JC - O senhor concorda com a liminar do Supremo Tribunal Federal (STF) que tira poderes de fiscalização e controle do CNJ?

João Ricardo - Penso que não tira poderes do CNJ. Isso (fiscalizar os magistrados) é uma obrigação do tribunal - e o CNJ está tirando essa obrigação dos tribunais. Tem que fazer com que os tribunais cumpram. A Corregedoria do Rio Grande do Sul é extremamente rigorosa. Agora, se forem suprimidos os órgãos de correção dos tribunais, o CNJ não pode fazer o trabalho deles. E a decisão do STF foi nesse sentido, de fazer com que os tribunais funcionem e que +nos que não funcionam, entre o CNJ.

JC - Outra questão que pauta críticas ao Judiciário é a salarial.
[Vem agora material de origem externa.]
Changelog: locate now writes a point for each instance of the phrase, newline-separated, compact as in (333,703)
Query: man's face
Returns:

João Ricardo - O Judiciário é taxado de alto salário porque o teto do servidor público é o salário de um ministro do STF. A remuneração dos juízes não é alta. Também não é baixa. É razoável pelo cargo que ocupam. Um juiz no Rio Grande do Sul, com 40 anos de trabalho, que já foi presidente de TJ, ganha R$ 15,6 mil (salário líquido). O que não se pode fazer é se privar de discutir isso com a sociedade. Temos que discutir o que ganhamos, porque R$ 24,1 mil (salário bruto) ninguém ganha, temos uma tributação brutal.

JC - O Judiciário está pressionando por um reajuste para 2012. É razoável esse pedido, tendo em vista que outras categorias não têm esse salário razoável?
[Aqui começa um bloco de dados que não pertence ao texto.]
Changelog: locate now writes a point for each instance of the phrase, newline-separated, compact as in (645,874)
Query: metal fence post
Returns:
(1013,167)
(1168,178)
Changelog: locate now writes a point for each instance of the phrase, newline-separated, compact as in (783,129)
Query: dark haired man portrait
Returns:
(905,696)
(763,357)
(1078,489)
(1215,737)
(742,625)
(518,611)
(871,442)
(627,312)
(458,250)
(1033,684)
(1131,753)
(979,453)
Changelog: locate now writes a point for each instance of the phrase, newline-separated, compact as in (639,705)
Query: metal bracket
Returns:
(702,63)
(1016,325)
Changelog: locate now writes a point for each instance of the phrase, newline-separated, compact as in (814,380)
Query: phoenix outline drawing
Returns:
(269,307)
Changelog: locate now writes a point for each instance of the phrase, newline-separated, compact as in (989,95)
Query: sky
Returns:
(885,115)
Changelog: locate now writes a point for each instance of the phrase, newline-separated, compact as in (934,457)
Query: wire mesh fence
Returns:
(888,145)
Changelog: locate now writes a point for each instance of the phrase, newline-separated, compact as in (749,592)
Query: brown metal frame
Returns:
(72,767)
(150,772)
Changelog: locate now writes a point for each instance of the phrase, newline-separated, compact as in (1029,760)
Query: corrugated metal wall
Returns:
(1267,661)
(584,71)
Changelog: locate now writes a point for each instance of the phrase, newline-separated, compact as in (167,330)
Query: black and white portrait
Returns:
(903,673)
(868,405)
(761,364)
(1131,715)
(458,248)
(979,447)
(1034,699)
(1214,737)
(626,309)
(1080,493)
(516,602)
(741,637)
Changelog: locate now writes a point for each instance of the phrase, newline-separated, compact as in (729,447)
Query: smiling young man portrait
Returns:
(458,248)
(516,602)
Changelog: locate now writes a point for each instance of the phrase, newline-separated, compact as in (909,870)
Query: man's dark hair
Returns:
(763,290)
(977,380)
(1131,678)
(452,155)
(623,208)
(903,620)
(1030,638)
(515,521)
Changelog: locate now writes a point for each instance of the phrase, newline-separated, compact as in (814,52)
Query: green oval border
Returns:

João Ricardo - A dificuldade está na forma como é ideologicamente colocado o serviço público. Tivemos reajuste bastante inferior ao de outras categorias e a Constituição determina que seja feita uma revisão anual e não é feita. O peso do orçamento da magistratura no Estado é infinitamente inferior ao da maioria dos servidores. O peso do magistério, a folha salarial é muito maior. Então, em qualquer reajuste do magistério, o peso é muito grande. É por isso que um Estado que abre mão de receita em favor de quem não precisa (incentivos fiscais) tem que buscar uma justificativa para manter os salários de professores e policiais baixos. E a justificativa é criar atrito entre as carreiras.

JC - O TJ considerou inconstitucional o aumento da alíquota da previdência estadual de 11% para 14%, com a aplicação de um redutor. O senhor, que participou do Conselhão, concorda?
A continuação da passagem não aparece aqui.